Another advantage of the method is that it takes explicitly into account the polydisperse character of an oligomeric or polymeric reaction system, by using a kinetic model as basis for any subsequent computations, whereas so far only monodisperse pure and well-defined systems have been used. In addition, a complete recipe, i.e. a composition of a reaction mixture can be proposed with the proposed invention, whereas so far only pure and non-reactive single molecular structures are the targets of computer aided design.
Altogether, this approach allows for the rapid computer aided proposition of new chemical recipes of reactive systems that are most similar to a given reference system. This is particular useful for the efficient substitution of raw materials, e.g. by biobased materials, i.e. single or multiple ingredients of a chemical recipe, which have to be exchanged for example due to regulative or economic reasons, without compromising on the overall product's material properties. As the properties of the product created from the proposed recipe, i.e. the test reaction system, will already be very close to the reference reaction system, much less experimental iterations are needed in order to adopt the recipe according to its changed ingredients.
Computer-based methods similarity searching of chemical reactions are generally known from the art. For example, US 2009/024575 A1 discloses a computer based method for similarity searching of chemical reactions in order to investigate large reaction databases. Here, a query chemical reaction is characterized by structural descriptors and compared via their similarity/distance to reaction descriptors stored in a reaction database. As opposed to the present invention, where the chemical reactions of the reference and the test system including their rate constants are already defined at the beginning of the workflow, no relation is made to any concrete reaction reactant or product, neither mono-nor polydisperse, nor to any kinetics e.g. in the form of chemical rate constant. Only the abstract chemical transformation itself, of molecules into each other, is subject to a similarity search. Hence, no reaction products are obtained nor any recipe can be proposed with this approach.

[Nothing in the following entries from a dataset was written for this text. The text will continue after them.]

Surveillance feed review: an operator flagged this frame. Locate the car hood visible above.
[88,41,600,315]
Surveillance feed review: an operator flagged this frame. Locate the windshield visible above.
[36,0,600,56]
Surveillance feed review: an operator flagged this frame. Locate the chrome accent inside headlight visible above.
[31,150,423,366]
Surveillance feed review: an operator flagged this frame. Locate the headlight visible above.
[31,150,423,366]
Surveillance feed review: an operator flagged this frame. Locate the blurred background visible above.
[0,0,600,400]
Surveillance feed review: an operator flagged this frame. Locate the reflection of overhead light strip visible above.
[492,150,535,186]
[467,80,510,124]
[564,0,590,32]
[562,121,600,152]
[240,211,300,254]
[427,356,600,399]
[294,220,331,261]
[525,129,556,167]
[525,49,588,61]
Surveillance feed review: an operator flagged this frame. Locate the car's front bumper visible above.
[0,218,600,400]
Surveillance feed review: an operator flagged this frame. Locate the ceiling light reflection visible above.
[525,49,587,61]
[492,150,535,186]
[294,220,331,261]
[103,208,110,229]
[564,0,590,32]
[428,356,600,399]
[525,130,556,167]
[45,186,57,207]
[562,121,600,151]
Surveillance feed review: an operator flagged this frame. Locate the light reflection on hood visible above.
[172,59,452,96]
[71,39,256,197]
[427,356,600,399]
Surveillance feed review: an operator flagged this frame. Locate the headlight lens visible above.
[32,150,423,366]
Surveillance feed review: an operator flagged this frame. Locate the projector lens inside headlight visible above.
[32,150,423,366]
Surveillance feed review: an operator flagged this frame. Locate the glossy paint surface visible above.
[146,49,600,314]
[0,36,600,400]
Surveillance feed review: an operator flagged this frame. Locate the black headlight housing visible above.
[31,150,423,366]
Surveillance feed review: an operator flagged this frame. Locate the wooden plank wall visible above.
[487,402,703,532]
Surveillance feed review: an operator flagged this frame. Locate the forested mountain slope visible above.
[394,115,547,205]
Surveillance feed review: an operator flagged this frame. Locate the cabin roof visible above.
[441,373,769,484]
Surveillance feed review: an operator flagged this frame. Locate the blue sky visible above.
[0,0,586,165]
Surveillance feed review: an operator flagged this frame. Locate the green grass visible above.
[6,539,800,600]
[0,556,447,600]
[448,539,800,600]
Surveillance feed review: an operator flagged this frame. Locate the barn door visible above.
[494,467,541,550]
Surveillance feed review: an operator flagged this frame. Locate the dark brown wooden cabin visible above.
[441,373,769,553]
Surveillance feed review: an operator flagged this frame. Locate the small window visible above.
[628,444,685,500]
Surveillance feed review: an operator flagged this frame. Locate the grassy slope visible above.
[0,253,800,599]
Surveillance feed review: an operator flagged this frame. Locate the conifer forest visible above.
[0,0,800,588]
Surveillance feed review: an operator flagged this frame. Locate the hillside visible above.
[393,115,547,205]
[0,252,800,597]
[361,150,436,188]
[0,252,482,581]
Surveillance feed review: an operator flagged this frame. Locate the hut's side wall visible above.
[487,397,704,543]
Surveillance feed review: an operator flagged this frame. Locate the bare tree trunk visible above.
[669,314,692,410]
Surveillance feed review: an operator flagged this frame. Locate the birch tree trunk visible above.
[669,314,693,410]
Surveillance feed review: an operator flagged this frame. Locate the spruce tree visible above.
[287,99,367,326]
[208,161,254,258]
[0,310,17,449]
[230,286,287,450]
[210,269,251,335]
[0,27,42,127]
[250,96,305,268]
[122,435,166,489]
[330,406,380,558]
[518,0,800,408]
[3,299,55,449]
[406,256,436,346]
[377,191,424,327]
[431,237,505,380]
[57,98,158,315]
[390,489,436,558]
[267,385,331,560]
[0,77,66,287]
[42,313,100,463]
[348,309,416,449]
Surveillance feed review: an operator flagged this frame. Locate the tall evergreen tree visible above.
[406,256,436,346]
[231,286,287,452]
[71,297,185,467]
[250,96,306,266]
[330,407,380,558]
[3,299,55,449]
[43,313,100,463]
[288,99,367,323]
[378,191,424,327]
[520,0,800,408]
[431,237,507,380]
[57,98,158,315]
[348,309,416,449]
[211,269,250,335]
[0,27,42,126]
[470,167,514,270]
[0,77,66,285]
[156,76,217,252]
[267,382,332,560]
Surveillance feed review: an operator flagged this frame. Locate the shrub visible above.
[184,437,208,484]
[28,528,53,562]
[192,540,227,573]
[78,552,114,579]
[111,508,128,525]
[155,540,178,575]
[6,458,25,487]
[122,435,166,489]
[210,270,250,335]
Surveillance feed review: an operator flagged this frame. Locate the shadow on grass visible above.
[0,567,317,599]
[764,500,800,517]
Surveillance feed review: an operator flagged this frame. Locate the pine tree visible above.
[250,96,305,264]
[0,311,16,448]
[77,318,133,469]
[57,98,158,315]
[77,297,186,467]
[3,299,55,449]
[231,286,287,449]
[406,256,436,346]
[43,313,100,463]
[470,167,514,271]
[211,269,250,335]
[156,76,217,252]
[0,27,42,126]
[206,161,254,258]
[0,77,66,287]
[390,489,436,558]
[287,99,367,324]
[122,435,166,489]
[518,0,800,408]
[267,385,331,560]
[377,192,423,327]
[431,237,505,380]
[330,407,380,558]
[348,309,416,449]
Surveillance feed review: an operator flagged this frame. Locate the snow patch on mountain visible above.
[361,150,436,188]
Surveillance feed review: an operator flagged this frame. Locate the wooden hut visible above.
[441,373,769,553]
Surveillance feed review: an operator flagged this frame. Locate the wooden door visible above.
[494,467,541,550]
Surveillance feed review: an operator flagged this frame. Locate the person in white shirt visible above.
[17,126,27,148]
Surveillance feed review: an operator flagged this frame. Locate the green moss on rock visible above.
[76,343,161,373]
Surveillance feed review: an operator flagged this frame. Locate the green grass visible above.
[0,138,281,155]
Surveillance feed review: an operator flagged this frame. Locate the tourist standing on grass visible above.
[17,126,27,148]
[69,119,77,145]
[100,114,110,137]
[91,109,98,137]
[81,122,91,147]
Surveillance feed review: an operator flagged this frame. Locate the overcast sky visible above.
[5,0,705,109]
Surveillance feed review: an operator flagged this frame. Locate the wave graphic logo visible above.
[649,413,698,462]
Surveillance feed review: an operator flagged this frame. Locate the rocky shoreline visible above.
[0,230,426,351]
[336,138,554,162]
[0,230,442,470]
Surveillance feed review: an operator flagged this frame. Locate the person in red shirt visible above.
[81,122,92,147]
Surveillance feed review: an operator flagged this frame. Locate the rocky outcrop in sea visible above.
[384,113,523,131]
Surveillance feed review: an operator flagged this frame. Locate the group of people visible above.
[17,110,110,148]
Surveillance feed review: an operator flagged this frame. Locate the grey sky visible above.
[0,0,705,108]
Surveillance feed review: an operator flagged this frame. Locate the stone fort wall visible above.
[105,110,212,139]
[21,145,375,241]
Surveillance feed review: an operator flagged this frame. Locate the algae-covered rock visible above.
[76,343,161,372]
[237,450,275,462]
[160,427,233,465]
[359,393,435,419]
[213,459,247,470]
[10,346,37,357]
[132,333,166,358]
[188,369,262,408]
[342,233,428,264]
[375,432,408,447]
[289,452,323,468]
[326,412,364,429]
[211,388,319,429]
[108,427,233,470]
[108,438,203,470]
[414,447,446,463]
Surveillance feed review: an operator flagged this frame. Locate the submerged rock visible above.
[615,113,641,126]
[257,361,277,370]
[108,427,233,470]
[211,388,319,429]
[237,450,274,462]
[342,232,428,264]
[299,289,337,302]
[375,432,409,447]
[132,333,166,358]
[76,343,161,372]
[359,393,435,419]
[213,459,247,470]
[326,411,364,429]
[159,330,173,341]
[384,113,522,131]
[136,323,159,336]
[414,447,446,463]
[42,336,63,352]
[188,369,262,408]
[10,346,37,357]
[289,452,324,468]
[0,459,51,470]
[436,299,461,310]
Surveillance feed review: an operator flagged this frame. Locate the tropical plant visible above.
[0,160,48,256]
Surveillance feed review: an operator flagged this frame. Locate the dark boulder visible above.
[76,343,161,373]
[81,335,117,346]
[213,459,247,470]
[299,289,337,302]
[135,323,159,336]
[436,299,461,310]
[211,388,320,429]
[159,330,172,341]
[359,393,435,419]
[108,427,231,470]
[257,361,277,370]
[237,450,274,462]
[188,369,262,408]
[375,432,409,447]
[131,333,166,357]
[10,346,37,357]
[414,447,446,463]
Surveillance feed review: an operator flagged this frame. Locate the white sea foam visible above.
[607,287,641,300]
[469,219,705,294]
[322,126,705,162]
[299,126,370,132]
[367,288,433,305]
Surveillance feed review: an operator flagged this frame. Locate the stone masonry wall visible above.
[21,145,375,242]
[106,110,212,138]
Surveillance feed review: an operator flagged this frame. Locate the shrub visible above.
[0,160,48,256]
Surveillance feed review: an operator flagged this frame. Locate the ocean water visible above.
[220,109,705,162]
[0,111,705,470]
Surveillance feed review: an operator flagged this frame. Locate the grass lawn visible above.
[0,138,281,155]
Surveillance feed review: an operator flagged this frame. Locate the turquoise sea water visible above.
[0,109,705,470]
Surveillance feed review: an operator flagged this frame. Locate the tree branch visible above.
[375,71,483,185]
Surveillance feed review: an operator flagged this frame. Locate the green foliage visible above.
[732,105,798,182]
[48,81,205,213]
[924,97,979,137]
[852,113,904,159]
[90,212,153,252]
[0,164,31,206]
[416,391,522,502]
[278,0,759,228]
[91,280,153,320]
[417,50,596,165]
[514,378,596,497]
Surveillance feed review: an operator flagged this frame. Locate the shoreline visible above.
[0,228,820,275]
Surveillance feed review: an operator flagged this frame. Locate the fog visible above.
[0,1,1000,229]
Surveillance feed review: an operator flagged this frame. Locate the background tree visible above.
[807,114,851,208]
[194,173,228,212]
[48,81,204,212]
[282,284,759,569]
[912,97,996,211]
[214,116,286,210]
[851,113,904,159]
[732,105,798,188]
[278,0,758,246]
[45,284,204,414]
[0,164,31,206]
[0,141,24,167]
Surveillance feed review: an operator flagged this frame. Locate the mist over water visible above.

According to the invention information on a reference reaction system (step A)) and information on a test reaction system is provided (step B)). Both the reference and the test reaction systems may possess a large variety of chemical components. According to the first embodiment of the invention the components of the reference reaction system as recited in step A) and/or the components of the test reaction system as recited in step B) comprise alkylene oxides, polyfunctional carboxylic acids, carboxylic acid anhydrides, cyclic ethers, carbon dioxide, cyclic carbonates, polyols, polyisocyanates, polyamines, aromatic hydrocarbons, olefins, (meth) acrylates, bisphenols, phosgene, dialkyl carbonates, aldehydes, lactames, glycolides, amino acids, hydroxy-substituted carboxylic acids, or a combination of at least two of the aforementioned components.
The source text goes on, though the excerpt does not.